Difference-in-differences (DiD) is a quasi-experimental research design used to estimate the causal effect of a treatment or intervention. It works by comparing how outcomes change over time between a group that received the treatment and a group that didn't. By looking at changes rather than levels, DiD controls for both time-invariant differences between groups and group-invariant changes over time.

The core logic: if both groups were on similar trajectories before the intervention, then any divergence afterward can be attributed to the treatment. This is what makes the parallel trends assumption so central to the whole approach.

Setup for DiD

DiD requires data on both treatment and control groups, observed both before and after the intervention. This can come from either panel data (same units tracked over time) or repeated cross-sections (different samples from the same populations at different times).

The treatment group is exposed to the intervention at a specific point in time
The control group remains unexposed throughout the study period
The outcome variable is measured for both groups at baseline (pre-intervention) and follow-up (post-intervention)

Parallel Trends Assumption

This is the assumption that makes or breaks a DiD design. It states that, in the absence of treatment, the average change in the outcome would have been the same for both groups. In other words, the control group's trajectory serves as the counterfactual for what would have happened to the treatment group had they not been treated.

You can never directly test this assumption (because you can't observe the counterfactual), but you can assess its plausibility by checking whether the two groups followed similar trends in the pre-intervention period. If they were already diverging before the treatment, your DiD estimate is likely biased.

DiD Estimation

The DiD estimator isolates the treatment effect by taking a "difference of differences": the before-after change in the treatment group, minus the before-after change in the control group. This double-differencing removes both fixed group differences and common time shocks.

Simple Two-Period DiD

In the simplest case, you have two groups and two time periods. The estimator is:

$\hat{\tau}_{DiD} = (\bar{Y}_{Treatment, Post} - \bar{Y}_{Treatment, Pre}) - (\bar{Y}_{Control, Post} - \bar{Y}_{Control, Pre})$

where $\bar{Y}$ is the average outcome for each group-period cell.

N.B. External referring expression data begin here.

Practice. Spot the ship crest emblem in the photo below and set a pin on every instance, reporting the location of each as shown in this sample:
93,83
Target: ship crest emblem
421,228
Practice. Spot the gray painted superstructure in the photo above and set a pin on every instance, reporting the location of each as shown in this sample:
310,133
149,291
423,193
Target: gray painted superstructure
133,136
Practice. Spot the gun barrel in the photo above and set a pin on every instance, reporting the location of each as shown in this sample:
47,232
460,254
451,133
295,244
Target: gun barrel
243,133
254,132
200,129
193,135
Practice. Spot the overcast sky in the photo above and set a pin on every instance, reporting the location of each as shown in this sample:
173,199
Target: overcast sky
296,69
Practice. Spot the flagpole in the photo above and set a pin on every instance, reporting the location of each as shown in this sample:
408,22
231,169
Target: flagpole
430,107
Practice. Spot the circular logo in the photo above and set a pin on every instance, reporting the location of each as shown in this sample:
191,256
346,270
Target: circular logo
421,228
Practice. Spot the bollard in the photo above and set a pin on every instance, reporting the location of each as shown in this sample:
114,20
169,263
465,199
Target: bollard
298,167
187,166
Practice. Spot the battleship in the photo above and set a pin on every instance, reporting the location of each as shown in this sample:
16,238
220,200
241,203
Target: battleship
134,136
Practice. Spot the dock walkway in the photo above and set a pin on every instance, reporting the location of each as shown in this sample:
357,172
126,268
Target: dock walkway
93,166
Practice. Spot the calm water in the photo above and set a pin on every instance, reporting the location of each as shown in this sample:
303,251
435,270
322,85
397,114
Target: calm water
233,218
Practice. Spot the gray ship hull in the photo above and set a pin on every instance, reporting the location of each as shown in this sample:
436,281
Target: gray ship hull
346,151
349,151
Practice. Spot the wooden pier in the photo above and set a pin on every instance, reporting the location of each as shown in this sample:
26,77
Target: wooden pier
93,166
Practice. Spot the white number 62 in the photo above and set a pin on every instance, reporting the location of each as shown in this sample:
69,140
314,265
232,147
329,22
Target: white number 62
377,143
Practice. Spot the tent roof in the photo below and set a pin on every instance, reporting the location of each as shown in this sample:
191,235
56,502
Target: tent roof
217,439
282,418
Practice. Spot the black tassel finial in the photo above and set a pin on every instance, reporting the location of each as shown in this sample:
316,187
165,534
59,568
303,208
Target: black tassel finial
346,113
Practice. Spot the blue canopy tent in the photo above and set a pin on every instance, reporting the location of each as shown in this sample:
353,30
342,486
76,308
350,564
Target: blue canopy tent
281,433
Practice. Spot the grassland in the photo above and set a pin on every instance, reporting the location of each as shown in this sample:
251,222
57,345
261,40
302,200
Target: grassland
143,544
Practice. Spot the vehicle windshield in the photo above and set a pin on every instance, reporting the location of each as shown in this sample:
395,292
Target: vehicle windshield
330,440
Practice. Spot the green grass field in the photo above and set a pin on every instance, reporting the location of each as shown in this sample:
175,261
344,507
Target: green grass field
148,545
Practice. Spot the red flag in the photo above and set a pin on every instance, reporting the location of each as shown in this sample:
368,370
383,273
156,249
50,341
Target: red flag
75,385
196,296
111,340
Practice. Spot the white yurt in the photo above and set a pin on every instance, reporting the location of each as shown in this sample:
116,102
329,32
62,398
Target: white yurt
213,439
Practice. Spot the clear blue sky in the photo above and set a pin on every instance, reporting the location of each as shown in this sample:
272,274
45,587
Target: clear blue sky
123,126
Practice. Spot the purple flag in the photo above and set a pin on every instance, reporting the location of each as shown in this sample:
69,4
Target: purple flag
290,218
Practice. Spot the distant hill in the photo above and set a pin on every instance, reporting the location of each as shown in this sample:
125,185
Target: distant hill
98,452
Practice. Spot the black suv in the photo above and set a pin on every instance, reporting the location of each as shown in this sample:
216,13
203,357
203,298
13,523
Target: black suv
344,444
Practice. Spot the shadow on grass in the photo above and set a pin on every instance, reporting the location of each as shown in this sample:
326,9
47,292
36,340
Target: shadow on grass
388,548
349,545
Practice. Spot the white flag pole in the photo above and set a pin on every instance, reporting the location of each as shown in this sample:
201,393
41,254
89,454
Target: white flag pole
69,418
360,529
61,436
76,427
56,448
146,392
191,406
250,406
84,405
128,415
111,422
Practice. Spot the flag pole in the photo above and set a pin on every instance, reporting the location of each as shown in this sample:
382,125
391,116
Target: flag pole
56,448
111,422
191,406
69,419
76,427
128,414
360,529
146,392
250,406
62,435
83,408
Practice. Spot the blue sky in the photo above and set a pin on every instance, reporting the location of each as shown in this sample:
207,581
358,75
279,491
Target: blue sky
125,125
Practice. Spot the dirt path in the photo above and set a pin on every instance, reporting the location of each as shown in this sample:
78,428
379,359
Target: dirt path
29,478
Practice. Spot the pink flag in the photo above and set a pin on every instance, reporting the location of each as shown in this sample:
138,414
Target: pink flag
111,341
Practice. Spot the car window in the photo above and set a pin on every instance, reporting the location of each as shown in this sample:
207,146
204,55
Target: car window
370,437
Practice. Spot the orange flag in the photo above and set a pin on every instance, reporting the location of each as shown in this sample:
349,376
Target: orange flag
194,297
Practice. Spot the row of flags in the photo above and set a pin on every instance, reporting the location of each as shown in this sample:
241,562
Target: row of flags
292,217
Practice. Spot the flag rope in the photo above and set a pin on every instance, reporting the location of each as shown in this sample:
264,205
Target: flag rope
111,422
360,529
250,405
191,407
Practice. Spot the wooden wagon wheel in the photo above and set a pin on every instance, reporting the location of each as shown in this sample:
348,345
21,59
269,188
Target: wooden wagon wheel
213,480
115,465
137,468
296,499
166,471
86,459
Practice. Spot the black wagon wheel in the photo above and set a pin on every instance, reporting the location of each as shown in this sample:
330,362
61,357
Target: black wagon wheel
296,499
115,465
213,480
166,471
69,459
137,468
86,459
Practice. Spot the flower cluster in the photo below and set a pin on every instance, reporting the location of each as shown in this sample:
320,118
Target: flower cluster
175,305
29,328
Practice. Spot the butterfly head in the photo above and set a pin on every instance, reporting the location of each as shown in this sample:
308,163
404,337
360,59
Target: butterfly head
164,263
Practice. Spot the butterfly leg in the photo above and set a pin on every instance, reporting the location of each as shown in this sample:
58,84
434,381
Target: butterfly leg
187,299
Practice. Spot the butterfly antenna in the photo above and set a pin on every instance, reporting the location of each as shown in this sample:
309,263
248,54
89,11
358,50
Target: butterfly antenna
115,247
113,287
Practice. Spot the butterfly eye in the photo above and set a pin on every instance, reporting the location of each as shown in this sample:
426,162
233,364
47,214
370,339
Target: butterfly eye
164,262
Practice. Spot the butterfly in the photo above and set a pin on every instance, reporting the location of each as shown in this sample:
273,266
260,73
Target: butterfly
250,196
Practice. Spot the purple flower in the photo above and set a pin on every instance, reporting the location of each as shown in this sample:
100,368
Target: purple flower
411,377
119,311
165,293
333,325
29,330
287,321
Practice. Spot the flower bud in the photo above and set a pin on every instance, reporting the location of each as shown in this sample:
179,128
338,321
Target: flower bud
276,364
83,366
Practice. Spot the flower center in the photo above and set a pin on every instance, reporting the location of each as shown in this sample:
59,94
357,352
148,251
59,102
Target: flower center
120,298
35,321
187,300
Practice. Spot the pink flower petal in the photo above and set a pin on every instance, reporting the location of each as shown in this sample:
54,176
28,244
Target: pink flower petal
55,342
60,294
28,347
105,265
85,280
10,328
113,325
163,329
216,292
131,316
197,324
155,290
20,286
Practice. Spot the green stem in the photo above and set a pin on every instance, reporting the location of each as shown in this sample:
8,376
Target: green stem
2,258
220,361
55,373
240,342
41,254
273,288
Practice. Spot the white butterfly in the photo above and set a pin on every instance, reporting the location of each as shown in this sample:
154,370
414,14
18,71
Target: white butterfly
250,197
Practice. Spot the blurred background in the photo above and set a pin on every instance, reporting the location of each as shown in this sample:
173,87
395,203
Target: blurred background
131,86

This same estimator falls out of a regression framework. You estimate:

$Y_{it} = \beta_0 + \beta_1 \cdot Treat_i + \beta_2 \cdot Post_t + \beta_3 \cdot (Treat_i \times Post_t) + \varepsilon_{it}$

$\beta_1$ captures baseline differences between groups
$\beta_2$ captures the common time trend
$\beta_3$ is the DiD estimate of the treatment effect

Multi-Period DiD

DiD extends naturally to settings with multiple pre- and post-intervention periods. With more time periods, you can:

Examine whether the treatment effect grows, shrinks, or stays constant over time
Provide stronger evidence on pre-trends (more pre-periods to check)
Estimate more flexible time trend specifications

The basic logic is the same: compare the trajectory of the treatment group to that of the control group, now averaged across multiple periods.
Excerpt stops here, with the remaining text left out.